Most people in Pittsburgh have spent time in the hospital or have visited someone in the hospital. Many times, in hospital rooms, there are several different machines hooked up to monitor the patient's vital signs. It may seem that there is always some kind of beeping that is alarming for hospital patients and visitors. But to medical providers, these alarms are just part of their everyday environment. Thus, they may tend to ignore them from time-to-time or turn off an alarm and fail to diagnose a patient's medical emergency. Alarm fatigue is a patient safety concern that may cause serious injuries and even death.
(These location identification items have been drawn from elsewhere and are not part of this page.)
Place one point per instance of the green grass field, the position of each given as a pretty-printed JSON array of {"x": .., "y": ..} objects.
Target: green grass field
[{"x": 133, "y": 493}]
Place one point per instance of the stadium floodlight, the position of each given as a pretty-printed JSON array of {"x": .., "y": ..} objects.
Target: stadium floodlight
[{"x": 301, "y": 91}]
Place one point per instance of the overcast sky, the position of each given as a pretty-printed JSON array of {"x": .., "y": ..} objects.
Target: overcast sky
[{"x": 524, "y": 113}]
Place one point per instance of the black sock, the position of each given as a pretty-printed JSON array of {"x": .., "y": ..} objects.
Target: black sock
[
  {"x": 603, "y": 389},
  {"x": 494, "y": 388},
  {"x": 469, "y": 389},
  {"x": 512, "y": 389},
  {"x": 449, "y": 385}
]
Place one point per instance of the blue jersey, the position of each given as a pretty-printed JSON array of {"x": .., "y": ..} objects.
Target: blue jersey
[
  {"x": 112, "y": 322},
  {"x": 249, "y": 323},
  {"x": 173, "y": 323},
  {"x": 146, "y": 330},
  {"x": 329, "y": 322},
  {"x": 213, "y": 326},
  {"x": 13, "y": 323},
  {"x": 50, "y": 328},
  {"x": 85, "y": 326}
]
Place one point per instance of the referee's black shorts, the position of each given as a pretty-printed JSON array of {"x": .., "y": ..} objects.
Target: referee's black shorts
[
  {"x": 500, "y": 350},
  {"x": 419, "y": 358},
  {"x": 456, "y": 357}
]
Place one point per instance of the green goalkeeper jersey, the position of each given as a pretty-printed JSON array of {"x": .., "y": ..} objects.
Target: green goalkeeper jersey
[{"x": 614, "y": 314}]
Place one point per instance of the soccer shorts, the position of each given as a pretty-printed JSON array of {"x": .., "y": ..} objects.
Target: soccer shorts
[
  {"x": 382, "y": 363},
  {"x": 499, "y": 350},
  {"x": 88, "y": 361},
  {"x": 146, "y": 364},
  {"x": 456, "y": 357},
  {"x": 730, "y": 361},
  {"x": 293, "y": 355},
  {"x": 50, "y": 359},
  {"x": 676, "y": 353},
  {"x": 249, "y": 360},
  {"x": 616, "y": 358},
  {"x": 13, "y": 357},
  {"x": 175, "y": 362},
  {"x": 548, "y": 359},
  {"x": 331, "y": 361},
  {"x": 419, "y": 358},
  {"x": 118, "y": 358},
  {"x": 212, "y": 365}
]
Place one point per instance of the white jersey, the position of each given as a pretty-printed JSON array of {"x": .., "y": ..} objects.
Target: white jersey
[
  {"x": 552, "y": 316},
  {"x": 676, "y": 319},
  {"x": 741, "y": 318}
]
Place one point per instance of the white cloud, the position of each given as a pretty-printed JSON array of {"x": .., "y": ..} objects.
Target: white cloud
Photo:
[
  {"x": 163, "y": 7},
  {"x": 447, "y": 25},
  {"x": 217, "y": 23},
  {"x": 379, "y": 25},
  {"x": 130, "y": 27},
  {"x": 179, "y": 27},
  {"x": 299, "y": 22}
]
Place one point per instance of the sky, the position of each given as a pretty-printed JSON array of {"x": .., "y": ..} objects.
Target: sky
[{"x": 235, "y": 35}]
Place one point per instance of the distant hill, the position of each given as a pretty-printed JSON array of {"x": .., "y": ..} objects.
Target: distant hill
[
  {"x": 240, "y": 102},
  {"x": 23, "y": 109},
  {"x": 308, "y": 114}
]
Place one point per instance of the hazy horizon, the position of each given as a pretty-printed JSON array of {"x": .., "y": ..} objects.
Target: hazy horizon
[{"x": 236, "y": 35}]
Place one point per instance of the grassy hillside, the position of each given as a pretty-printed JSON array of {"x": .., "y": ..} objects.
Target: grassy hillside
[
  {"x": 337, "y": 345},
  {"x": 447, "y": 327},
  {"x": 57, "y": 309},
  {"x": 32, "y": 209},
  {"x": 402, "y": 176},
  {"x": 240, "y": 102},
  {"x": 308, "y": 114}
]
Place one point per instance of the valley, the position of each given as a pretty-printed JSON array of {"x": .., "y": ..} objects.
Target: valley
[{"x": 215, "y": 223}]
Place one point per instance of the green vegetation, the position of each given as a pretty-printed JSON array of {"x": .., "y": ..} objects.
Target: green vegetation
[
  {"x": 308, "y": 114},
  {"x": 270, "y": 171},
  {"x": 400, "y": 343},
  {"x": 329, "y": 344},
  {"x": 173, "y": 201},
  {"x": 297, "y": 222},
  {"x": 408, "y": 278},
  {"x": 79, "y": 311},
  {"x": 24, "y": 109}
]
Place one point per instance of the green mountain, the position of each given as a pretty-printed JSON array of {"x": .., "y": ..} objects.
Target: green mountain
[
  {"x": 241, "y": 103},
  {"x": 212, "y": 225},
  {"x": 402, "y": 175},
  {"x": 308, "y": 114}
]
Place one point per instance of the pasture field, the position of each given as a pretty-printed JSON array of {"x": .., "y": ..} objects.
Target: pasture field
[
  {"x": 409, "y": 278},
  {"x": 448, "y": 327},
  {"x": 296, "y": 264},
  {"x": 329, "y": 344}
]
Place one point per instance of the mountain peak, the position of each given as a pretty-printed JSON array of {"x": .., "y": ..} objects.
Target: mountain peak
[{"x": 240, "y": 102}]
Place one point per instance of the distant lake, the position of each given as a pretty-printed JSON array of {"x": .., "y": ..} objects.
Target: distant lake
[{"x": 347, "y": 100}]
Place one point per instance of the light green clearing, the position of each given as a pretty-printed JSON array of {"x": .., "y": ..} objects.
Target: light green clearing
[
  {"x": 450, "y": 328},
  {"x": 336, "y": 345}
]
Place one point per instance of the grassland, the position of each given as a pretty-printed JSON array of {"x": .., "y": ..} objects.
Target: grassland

Hospital staff members are exposed to thousands of alarms each year going off in patient's rooms. A study at Johns Hopkins Hospital showed that hospital staff experience 350 alarms per day per bed. Medical staff can easily become desensitized to the constant alarms, which can expose patients to harm. Medical staff can turn the alarms off or down without really checking to make sure the patient is alright.
Hospitals are looking at ways to reduce the false alarms for patients so that when there is a real emergency, it is dealt with in a timely and effective manner. If a patient believes they suffered a worsened condition because of medical staff failing to properly monitor their condition, they may want to speak with an attorney who has experience in medical malpractice. An attorney can review medical records and determine what happened to cause the injury.
Although medical providers may face a barrage of alarms each day in the hospital it is important that they respond properly to all of them. Patients can face serious injuries if their medical condition is not addressed promptly.